Tabulampotku

Saturday, November 16, 2013

KOPI LUWAK LIAR ARABIKA NUSANTARA / ARABICA CIVET COFFEE INDONESIA


45'Civet Coffee

Kopi Luwak adalah seduhan kopi menggunakan biji kopi yang diambil dari sisa kotoran luwak/musang kelapa. Biji kopi ini diyakini memiliki rasa yang berbeda setelah dimakan dan melewati saluran pencernaan luwak. Kemasyhuran kopi ini di kawasan Asia Tenggara telah lama diketahui, namun baru menjadi terkenal luas di peminat kopi gourmet setelah publikasi pada tahun 1980-an. Biji kopi luwak adalah yang termahal di dunia, mencapai USD100 per 450 gram.

Sejarah
Asal mula Kopi Luwak terkait erat dengan sejarah pembudidayaan tanaman kopi di Indonesia. Pada awal abad ke-18, Belanda membuka perkebunan tanaman komersial di koloninya di Hindia Belanda terutama di pulau Jawa dan Sumatera. Salah satunya adalah bibit kopi arabika yang didatangkan dari Yaman. Pada era "Tanam Paksa" atau Cultuurstelsel (1830—1870), Belanda melarang pekerja perkebunan pribumi memetik buah kopi untuk konsumsi pribadi, akan tetapi penduduk lokal ingin mencoba minuman kopi yang terkenal itu. Kemudian pekerja perkebunan akhirnya menemukan bahwa ada sejenis musang yang gemar memakan buah kopi, tetapi hanya daging buahnya yang tercerna, kulit ari dan biji kopinya masih utuh dan tidak tercerna. Biji kopi dalam kotoran luwak ini kemudian dipunguti, dicuci, disangrai, ditumbuk, kemudian diseduh dengan air panas, maka terciptalah kopi luwak. Kabar mengenai kenikmatan kopi aromatik ini akhirnya tercium oleh warga Belanda pemilik perkebunan, maka kemudian kopi ini menjadi kegemaran orang kaya Belanda. Karena kelangkaannya serta proses pembuatannya yang tidak lazim, kopi luwak pun adalah kopi yang mahal sejak zaman kolonial.
Luwak, atau lengkapnya musang luwak, senang sekali mencari buah-buahan yang cukup baik dan masak termasuk buah kopi sebagai makanannya.
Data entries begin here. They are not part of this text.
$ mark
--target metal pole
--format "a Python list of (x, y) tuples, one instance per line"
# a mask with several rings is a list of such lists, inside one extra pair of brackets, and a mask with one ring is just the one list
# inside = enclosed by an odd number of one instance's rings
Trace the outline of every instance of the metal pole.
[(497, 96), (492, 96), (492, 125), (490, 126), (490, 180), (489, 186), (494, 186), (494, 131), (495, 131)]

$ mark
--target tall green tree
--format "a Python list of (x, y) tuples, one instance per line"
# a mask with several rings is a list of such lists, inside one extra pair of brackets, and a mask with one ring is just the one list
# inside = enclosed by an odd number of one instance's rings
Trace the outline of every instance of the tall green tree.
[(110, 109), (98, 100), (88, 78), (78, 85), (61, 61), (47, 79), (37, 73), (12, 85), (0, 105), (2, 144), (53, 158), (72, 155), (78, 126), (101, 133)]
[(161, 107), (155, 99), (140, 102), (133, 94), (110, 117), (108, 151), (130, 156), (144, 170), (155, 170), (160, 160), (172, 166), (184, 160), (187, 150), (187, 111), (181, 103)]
Dengan indera penciumannya yang peka, luwak akan memilih buah kopi yang betul-betul matang optimal sebagai makanannya, dan setelahnya, biji kopi yang masih dilindungi kulit keras dan tidak tercerna akan keluar bersama kotoran luwak. Hal ini terjadi karena luwak memiliki sistem pencernaan yang sederhana, sehingga makanan yang keras seperti biji kopi tidak tercerna. Biji kopi luwak seperti ini, pada masa lalu hingga kini sering diburu para petani kopi, karena diyakini berasal dari biji kopi terbaik dan telah difermentasikan secara alami di dalam sistem pencernaan luwak. Aroma dan rasa kopi luwak memang terasa spesial dan sempurna di kalangan para penggemar dan penikmat kopi di seluruh dunia.

KOPI LUWAK DIAN JAYA

berenjel kering
Pemilihan dan pembersihan kopi
Kopi Luwak merupakan kopi luwak alami dari perkebunan kopi dari berbagai daerah penghasil Biji kopi Arabika pilihan dan berkualitas yang secara alami diseleksi oleh luwak hutan /musang liar sehingga menciptakan cita rasa yang tinggi dan aroma harum kopi luwak yang khas. Pemanfaatan Luwak liar memang kami terapkan, agar tidak menggangu populasi serta ekosistem yang ada di alam sekitar perkebunan kopi.
Kopi luwak diolah secara modern, sehingga banyak membantu peduduk disekitar perkebunan kopi dalam menciptakan lapangan kerja. 
Bagi anda pecinta kopi sejati, terutama penggemar kopi luwak kami dapat memberikan stok sesuai dengan pesanan harga. Kami juga menerima pesanan baik masih dalam bentuk roasting bean ( biji yg sudah di sangrai) ataupun yang sudah siap seduh. Kemasan kami menggunakan alumunium foil yg menjamin kualiatas dan rasa kopi terjaga hingga sampai di tangan anda. Kopi Luwak yang kami sediakan antara lain kopi luwak toraja, kopi luwak java, kopi luwak mandailing, kopi luwak Aceh, kopi luwak bali dll.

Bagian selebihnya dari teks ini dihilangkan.